ExpatInItaly Posted December 30, 2015 Posted December 30, 2015 Can you elaborate on what these substance abuse issues are? I feel that is very important to the dynamic of the relationship, and her behaviour and moods day-to-day. She sounds like she's not all that happy in general. I doubt it's related to you personally; people who are genuinely sad or depressed tend to isolate and withdraw as a coping mechanism. But it seems that if she's using substances, there's a lot more going on with her emotionally than she's telling you about.
losangelena Posted December 30, 2015 Posted December 30, 2015 I think the change in her personality and behavior can be directly attributed to her substance abuse issues and "trying to stay sober." If you use substances to cope, and suddenly you're not using said substance, and you don't have healthy ways of dealing with life stress, guess what? You're going to be moodier and more depressed and take it out on people. 1
Author EverythingAtOnce Posted December 30, 2015 Author Posted December 30, 2015 Can you elaborate on what these substance abuse issues are? I feel that is very important to the dynamic of the relationship, and her behaviour and moods day-to-day. She sounds like she's not all that happy in general. I doubt it's related to you personally; people who are genuinely sad or depressed tend to isolate and withdraw as a coping mechanism. But it seems that if she's using substances, there's a lot more going on with her emotionally than she's telling you about. She has been a hard drug user (cocaine) for many years prior to me. I knew of this when I entered the relationship, and at that time she was clean. She started using again without my knowledge and that's what she lied about for a while until I found out. So then I had trust issues and wanted her to be clean. She agreed to get help and still is, but is becoming progressively more restless with it.

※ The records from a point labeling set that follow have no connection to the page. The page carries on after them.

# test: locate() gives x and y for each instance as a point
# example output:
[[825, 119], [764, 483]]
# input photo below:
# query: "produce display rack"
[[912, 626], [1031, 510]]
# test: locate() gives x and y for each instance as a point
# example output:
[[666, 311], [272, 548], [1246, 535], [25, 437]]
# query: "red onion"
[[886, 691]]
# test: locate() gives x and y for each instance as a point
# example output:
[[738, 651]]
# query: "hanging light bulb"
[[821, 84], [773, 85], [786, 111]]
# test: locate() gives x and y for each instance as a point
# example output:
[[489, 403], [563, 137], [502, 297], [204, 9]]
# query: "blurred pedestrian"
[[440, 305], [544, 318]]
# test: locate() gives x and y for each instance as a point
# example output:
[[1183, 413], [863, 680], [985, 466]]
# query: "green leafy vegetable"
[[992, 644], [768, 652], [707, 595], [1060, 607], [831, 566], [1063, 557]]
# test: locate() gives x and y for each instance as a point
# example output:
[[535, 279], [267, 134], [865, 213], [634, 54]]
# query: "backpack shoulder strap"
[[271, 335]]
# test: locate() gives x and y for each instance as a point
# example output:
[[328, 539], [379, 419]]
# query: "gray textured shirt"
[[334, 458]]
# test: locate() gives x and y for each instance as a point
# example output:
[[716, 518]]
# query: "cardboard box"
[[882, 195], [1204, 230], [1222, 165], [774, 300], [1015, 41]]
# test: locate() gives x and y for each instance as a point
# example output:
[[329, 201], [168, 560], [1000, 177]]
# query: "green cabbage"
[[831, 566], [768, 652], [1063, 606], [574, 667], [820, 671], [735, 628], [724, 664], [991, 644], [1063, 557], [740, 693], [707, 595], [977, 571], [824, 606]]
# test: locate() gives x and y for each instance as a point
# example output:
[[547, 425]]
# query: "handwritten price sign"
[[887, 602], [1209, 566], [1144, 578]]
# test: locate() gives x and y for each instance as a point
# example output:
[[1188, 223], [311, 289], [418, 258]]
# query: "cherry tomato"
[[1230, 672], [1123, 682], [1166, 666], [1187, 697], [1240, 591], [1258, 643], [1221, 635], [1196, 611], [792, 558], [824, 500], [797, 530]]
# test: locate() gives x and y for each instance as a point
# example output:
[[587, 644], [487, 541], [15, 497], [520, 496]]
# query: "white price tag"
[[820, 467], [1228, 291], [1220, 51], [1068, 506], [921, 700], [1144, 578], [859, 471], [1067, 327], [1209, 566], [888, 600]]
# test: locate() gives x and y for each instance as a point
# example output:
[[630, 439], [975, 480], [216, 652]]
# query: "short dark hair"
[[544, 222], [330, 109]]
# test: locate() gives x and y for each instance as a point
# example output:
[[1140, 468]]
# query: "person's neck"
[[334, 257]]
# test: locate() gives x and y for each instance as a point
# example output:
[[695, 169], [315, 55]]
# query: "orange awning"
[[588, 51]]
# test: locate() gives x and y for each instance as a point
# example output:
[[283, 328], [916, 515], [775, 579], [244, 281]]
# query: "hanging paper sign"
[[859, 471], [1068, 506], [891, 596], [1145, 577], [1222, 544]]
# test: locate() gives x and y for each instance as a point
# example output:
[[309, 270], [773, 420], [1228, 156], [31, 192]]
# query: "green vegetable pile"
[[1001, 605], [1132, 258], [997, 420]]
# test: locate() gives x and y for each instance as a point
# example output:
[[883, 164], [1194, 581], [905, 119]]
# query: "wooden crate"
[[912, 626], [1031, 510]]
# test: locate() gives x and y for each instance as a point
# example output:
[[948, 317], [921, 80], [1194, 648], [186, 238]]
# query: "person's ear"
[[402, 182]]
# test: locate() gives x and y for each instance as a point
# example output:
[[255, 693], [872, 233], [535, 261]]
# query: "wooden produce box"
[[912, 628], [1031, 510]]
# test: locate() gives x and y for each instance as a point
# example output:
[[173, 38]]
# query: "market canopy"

losangelena Posted December 30, 2015 Posted December 30, 2015 She has been a hard drug user (cocaine) for many years prior to me. I knew of this when I entered the relationship, and at that time she was clean. She started using again without my knowledge and that's what she lied about for a while until I found out. So then I had trust issues and wanted her to be clean. She agreed to get help and still is, but is becoming progressively more restless with it. This is par for the course, you realize that, right? I applaud her willingness to get clean. I hope she's doing it for herself though, because if she's doing it strictly for your benefit, it probably won't last. Cocaine is so often looked at as a fun party drug, but it can be tough to stop using. Good luck.